Find unit vector in direction of \((3,4)\).
If \(\vec{a}=(1,2,-1)\), \(\vec{b}=(2,1,0)\), find \(\vec{a}\cdot\vec{b}\).
Find \(\vec{a}\times\vec{b}\) for \(\vec{a}=(1,0,0)\), \(\vec{b}=(0,1,0)\).
Find volume of parallelepiped formed by \((1,0,0),(0,1,0),(0,0,1)\).
Write vector equation of line passing through \((0,1,2)\) parallel to \((1,-2,1)\).

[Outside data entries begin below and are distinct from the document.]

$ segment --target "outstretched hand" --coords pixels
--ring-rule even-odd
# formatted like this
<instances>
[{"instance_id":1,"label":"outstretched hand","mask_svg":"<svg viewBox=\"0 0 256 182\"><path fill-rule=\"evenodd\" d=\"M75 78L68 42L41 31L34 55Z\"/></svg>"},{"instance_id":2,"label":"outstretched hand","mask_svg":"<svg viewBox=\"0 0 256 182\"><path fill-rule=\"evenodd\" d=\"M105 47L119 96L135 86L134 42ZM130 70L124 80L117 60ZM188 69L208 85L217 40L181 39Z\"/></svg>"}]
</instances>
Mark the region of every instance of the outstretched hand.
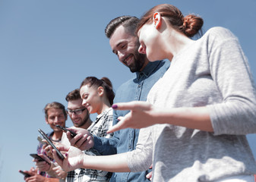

Find equation of plane passing through \((1,1,1)\) perpendicular to \((2,3,4)\).
Find angle between diagonals of cube of side \(a\).

51.8 Summary

Vectors = magnitude + direction.
Dot product → projection/angle; cross product → perpendicular vector/area.
Scalar triple product → volume; vector triple product → expansion identity.
Applications: equations of line/plane, collinearity, coplanarity.
Vectors unify algebra and geometry, simplifying 2D and 3D problems.